Shortly after EDF and external investors confirmed the final investment plans for Hinkley Point, EDF’s next nuclear project, Theresa May were once again delayed by the government and a final decision has now been postponed until September (at least). The new government assembly want to consider the project in more detail before approving the finalized plans.
There was also reference to the huge amount of investment taking place from China, which needed to be looked into by the UK government. China instantly took offence to these claims and even went as far as saying May’s mistrust in the East Asian country was ‘suspicious’ and her allegations ‘reflected a prejudice train of thought’.
Following on from this, the Prime minister has reached out to China in a bid to keep the relationship between the two countries as prosperous as possible. It seems that since Hinkley and many other projects the Chinese have invested into have fallen through, China is becoming increasingly agitated with the lack of mistrust the rest of the world seems to have in their large investment plans.

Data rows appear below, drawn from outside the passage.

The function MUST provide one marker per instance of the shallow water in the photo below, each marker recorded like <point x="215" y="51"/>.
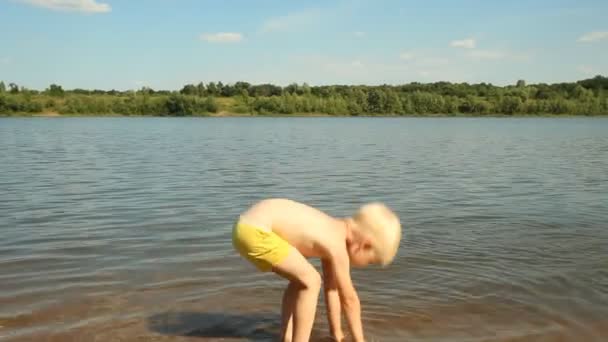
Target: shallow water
<point x="117" y="229"/>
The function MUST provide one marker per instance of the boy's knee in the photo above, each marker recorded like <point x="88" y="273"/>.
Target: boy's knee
<point x="312" y="280"/>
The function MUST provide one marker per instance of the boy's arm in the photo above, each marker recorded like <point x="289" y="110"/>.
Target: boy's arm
<point x="332" y="301"/>
<point x="348" y="295"/>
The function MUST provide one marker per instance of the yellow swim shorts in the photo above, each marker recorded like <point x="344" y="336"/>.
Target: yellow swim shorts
<point x="262" y="248"/>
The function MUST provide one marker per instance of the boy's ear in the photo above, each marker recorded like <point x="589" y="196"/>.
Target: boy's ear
<point x="367" y="243"/>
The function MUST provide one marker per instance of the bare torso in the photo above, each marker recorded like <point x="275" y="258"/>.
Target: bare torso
<point x="307" y="229"/>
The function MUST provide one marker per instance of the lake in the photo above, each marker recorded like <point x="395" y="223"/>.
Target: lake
<point x="118" y="229"/>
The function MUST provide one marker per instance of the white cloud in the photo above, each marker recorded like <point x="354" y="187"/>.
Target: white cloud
<point x="487" y="54"/>
<point x="357" y="64"/>
<point x="222" y="37"/>
<point x="585" y="69"/>
<point x="406" y="56"/>
<point x="590" y="37"/>
<point x="290" y="21"/>
<point x="85" y="6"/>
<point x="468" y="43"/>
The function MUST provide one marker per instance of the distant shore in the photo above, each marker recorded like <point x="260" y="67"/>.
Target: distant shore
<point x="582" y="98"/>
<point x="296" y="115"/>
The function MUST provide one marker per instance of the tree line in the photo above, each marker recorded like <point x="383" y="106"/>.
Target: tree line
<point x="585" y="97"/>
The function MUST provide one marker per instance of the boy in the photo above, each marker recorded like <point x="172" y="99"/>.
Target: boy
<point x="279" y="234"/>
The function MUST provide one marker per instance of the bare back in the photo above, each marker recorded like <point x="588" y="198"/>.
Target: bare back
<point x="308" y="229"/>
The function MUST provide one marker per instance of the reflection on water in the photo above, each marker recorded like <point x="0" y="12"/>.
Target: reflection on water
<point x="118" y="229"/>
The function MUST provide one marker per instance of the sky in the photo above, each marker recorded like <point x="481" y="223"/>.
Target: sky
<point x="164" y="44"/>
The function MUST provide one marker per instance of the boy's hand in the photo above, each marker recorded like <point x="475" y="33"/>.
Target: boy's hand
<point x="348" y="295"/>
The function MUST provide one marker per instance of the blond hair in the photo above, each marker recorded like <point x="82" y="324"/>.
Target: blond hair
<point x="378" y="223"/>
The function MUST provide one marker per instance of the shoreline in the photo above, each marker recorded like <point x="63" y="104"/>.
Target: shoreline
<point x="297" y="115"/>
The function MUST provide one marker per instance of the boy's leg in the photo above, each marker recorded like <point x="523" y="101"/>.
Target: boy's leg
<point x="301" y="294"/>
<point x="289" y="301"/>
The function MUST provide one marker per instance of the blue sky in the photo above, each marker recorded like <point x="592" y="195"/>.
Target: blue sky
<point x="164" y="44"/>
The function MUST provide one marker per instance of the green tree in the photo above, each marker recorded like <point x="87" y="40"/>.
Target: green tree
<point x="55" y="90"/>
<point x="14" y="89"/>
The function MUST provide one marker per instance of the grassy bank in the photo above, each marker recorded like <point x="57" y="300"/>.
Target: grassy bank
<point x="585" y="97"/>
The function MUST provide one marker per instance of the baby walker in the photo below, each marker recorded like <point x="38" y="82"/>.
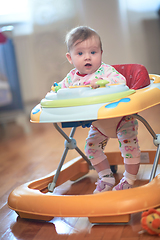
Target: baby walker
<point x="36" y="199"/>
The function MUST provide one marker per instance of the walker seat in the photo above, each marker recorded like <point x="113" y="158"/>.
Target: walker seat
<point x="81" y="106"/>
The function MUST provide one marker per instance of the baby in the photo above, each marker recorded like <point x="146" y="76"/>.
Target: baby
<point x="85" y="53"/>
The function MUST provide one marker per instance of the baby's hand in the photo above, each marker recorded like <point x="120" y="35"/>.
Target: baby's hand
<point x="96" y="83"/>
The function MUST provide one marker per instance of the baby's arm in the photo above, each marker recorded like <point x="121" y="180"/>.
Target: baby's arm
<point x="114" y="76"/>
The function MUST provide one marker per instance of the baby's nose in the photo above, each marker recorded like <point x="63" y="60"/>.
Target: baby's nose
<point x="87" y="56"/>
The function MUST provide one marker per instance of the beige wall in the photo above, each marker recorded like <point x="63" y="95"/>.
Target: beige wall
<point x="128" y="37"/>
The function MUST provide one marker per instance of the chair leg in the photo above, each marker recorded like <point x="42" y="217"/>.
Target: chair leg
<point x="156" y="140"/>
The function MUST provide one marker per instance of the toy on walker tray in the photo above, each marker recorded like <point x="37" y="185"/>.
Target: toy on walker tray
<point x="36" y="199"/>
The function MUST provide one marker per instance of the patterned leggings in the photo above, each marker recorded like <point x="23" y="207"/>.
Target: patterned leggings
<point x="127" y="131"/>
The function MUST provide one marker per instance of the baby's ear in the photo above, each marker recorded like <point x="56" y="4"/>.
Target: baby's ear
<point x="68" y="56"/>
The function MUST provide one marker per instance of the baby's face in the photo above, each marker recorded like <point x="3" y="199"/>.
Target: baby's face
<point x="86" y="56"/>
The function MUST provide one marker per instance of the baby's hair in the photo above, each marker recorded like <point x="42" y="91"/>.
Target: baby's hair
<point x="80" y="33"/>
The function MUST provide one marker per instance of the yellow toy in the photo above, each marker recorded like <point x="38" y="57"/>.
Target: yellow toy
<point x="151" y="221"/>
<point x="36" y="199"/>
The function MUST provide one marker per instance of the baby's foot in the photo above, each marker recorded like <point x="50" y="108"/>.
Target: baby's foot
<point x="104" y="184"/>
<point x="123" y="184"/>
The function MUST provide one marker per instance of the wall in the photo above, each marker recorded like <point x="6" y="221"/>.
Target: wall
<point x="127" y="36"/>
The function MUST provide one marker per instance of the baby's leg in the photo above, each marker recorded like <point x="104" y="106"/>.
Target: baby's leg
<point x="128" y="144"/>
<point x="95" y="144"/>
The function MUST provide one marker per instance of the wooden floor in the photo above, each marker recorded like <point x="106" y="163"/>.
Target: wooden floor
<point x="28" y="157"/>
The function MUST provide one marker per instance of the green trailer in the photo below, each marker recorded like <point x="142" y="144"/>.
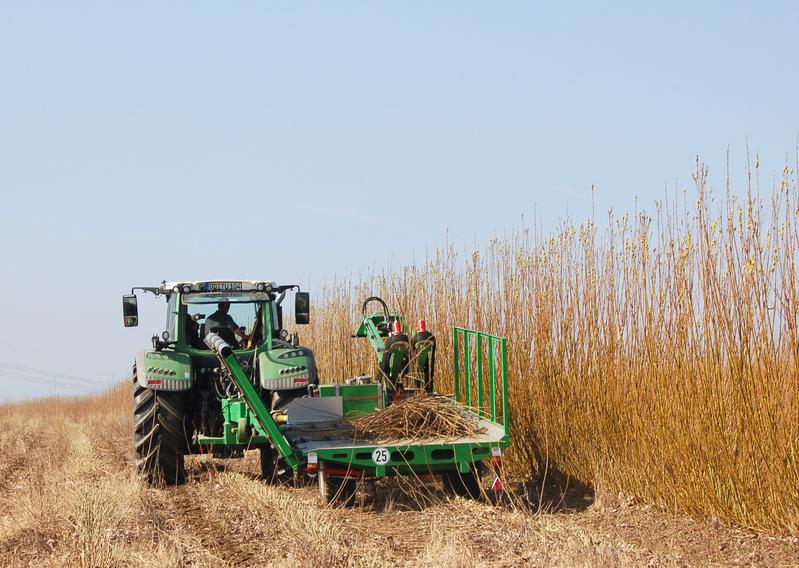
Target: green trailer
<point x="265" y="394"/>
<point x="321" y="442"/>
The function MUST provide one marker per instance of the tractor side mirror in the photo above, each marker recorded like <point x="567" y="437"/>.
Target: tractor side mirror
<point x="130" y="310"/>
<point x="302" y="308"/>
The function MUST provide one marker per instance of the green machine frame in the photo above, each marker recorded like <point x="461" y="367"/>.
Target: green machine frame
<point x="249" y="421"/>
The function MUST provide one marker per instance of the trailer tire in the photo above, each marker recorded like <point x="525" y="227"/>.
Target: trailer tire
<point x="466" y="485"/>
<point x="333" y="489"/>
<point x="159" y="434"/>
<point x="271" y="465"/>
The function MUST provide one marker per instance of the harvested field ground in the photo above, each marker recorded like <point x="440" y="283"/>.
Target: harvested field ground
<point x="69" y="498"/>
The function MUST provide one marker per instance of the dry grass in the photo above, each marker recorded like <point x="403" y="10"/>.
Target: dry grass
<point x="417" y="418"/>
<point x="68" y="497"/>
<point x="654" y="354"/>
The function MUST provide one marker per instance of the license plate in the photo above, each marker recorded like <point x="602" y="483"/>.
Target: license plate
<point x="222" y="287"/>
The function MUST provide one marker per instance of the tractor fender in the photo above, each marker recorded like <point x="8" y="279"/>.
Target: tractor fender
<point x="163" y="370"/>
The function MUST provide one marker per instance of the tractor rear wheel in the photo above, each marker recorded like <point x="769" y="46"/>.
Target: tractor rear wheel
<point x="160" y="438"/>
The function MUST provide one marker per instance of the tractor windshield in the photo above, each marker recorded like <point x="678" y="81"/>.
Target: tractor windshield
<point x="209" y="313"/>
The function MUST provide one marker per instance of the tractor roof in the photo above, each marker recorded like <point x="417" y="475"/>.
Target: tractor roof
<point x="205" y="286"/>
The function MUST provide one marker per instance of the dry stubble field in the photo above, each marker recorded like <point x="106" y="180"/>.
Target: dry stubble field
<point x="69" y="497"/>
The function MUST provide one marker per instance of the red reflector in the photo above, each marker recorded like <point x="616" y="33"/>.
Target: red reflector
<point x="342" y="471"/>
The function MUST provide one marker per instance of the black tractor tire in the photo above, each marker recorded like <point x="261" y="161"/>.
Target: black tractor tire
<point x="336" y="490"/>
<point x="159" y="434"/>
<point x="466" y="485"/>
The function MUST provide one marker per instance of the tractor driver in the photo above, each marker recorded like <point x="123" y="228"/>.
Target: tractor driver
<point x="220" y="322"/>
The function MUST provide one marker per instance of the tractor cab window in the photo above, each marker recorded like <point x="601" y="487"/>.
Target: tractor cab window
<point x="204" y="316"/>
<point x="171" y="315"/>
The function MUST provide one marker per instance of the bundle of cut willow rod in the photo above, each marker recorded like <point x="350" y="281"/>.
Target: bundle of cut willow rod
<point x="417" y="418"/>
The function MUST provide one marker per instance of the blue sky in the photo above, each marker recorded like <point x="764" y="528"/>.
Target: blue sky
<point x="296" y="141"/>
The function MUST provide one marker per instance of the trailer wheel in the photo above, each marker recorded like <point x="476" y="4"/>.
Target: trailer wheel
<point x="159" y="434"/>
<point x="465" y="485"/>
<point x="274" y="469"/>
<point x="333" y="489"/>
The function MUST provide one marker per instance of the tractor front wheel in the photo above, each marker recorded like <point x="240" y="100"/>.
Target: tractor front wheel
<point x="160" y="439"/>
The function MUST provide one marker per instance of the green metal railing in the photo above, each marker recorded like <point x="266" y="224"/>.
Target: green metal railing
<point x="496" y="348"/>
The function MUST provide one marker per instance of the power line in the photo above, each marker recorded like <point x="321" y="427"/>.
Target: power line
<point x="44" y="381"/>
<point x="31" y="371"/>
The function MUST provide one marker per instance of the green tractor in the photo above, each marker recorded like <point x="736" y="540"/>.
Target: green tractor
<point x="184" y="401"/>
<point x="225" y="376"/>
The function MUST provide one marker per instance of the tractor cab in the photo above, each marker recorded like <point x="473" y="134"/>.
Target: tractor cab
<point x="247" y="314"/>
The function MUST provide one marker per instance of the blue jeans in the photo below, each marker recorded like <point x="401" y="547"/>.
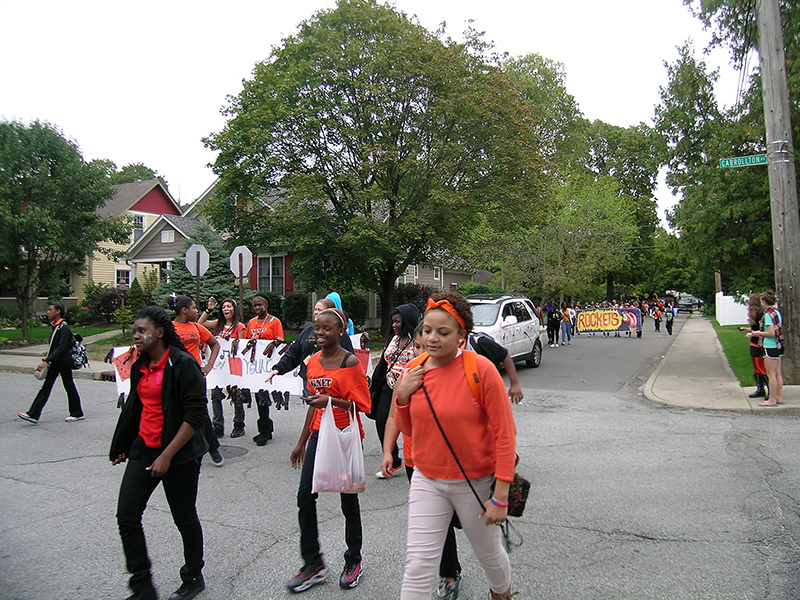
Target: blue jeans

As covered by Energy Jobline here, the wariness between the UK and Australian governments involving China’s promising investment plans derive from China reclaiming reefs in the South China Sea, which was soon discovered to be illegal. Other countries such as Australia and the US were urging China to discontinue the operation.
Previously, David Cameron and George Osbourne were hot on policies that would encourage Chinese investment, making Theresa May’s sudden caps on this seem despondent on the idea.
The letter from Theresa May was sent by trade minister Alok Sharma and he recently made his way to Beijing to deliver it to the Chinese minister. The letter is May’s steps in ensuring China’s anger about the further delays on Hinkley are appeased and understood.